Les premiers mots de Glenna Matoush sont percutants parce qu’ils sont vrais. Le Canada n’a jamais été, et ne sera jamais, un pays. La constitution signée en 1867 par les signataires n’a toujours été qu’un argument économique pour rassembler les ressources sous la même égide – et par le fait même, éradiquer les peuples autochtones. Il faut rappeler que ces peuples vivaient depuis 14 000 ans sur l’île de la Tortue, aujourd’hui appelée  »Amérique », quand les européen.nes sont arrivé.es

Mais le génocide autochtone date de bien avant la constitution, dès l’apparition des européens sur l’île de la Tortue. Tous les moyens auront été bons pour mettre à mal les peuples autochtones. Les ravages, nous les connaissons (enfin), et surtout de plus en plus, maintenant que l’on donne progressivement un peu plus la parole aux autochtones dans les médias.

Des pages du rapport de Comité de vérité et de réconciliation du Canada que l’on déchire, colle au sol et souille de peinture rouge. Des livres que l’on étale comme des pavés, que l’on empile, suspend. Ce tableau vivant évolutif développe des images toutes aussi dures les unes que les autres. Pendant tout le long de ce qui ressemble presque à un rituel, une jeune enfant se promène et exécute les mêmes mouvements que les adultes – avec la plus grande naïveté. On entend de temps à autres des extraits audios de conversations entre les créatrices du projet et Glenna Matoush, à qui le gouvernement aura refusé son indemnité de survivante aux pensionnats autochtones. La présence intergénérationnelle sur scène reflète également ce traumatisme (intergénérationnel) sur lequel Lara Kramer travaille dans ses œuvres.

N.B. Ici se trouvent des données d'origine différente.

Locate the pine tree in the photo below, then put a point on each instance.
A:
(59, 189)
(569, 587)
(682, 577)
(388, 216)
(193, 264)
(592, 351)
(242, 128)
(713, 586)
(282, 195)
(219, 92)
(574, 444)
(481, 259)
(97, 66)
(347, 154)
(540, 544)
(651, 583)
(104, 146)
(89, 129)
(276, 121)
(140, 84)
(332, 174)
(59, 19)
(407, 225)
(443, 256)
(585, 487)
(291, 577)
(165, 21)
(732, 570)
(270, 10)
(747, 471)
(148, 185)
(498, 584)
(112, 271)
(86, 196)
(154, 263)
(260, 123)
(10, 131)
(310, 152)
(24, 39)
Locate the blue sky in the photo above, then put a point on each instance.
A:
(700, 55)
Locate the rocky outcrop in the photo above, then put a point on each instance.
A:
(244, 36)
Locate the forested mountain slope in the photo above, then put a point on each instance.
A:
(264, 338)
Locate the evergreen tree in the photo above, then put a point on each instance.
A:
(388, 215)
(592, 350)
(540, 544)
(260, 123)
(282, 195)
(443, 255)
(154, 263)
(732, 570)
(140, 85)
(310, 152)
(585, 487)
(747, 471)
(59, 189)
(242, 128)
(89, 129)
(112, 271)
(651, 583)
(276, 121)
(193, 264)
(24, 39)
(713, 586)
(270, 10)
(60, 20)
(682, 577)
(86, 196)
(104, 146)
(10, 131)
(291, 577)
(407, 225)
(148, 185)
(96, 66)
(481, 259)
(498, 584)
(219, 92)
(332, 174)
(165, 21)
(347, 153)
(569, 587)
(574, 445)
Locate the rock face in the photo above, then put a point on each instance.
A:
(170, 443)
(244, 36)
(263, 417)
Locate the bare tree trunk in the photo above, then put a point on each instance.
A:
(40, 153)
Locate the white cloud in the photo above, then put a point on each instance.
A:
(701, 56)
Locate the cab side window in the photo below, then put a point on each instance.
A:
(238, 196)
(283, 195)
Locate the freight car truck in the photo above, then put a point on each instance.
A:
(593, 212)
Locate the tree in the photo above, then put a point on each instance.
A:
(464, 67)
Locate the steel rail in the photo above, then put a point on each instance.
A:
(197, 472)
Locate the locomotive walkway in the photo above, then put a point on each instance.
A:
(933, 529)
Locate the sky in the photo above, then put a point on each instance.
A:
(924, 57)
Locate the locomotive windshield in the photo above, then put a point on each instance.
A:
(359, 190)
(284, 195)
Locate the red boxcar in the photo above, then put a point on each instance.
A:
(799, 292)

En ce sens, on ne peut que saluer que le FTA présente un projet comme celui-ci. This time will be different réunit toutes les qualités pour en faire un spectacle percutant. Le rendu est simple, l’espace est bien utilisé, les images, qui se développent dans la durée, sont frappantes. Le propos est on ne peut plus clair: c’est un sacré uppercut en pleine gueule du Canada, de sa  »constitution » et de ce que tout cela aura causé (et cause encore) comme dégâts pour les peuples autochtones. Parce qu’il ne faudrait pas se leurrer : ce n’est pas en reconnaissant simplement qu’il y a eu des dégâts que les choses s’amélioreront. Il faut que des gestes concrets soient posés de la part du gouvernement du Canada, et maintenant. Parce qu’encore aujourd’hui, des réserves un peu partout au Canada n’ont pas accès à l’électricité et à l’eau potable. Parce que les peuples autochtones sont encore victimes de discrimination et de profilage raciale. Parce que des femmes autochtones continuent de se faire assassiner impunément sans que de charges soient porté à leurs meurtriers. Parce que des gouvernements, comme celui de l’Ontario, coupent dans les fonds destinés aux artistes autochtones.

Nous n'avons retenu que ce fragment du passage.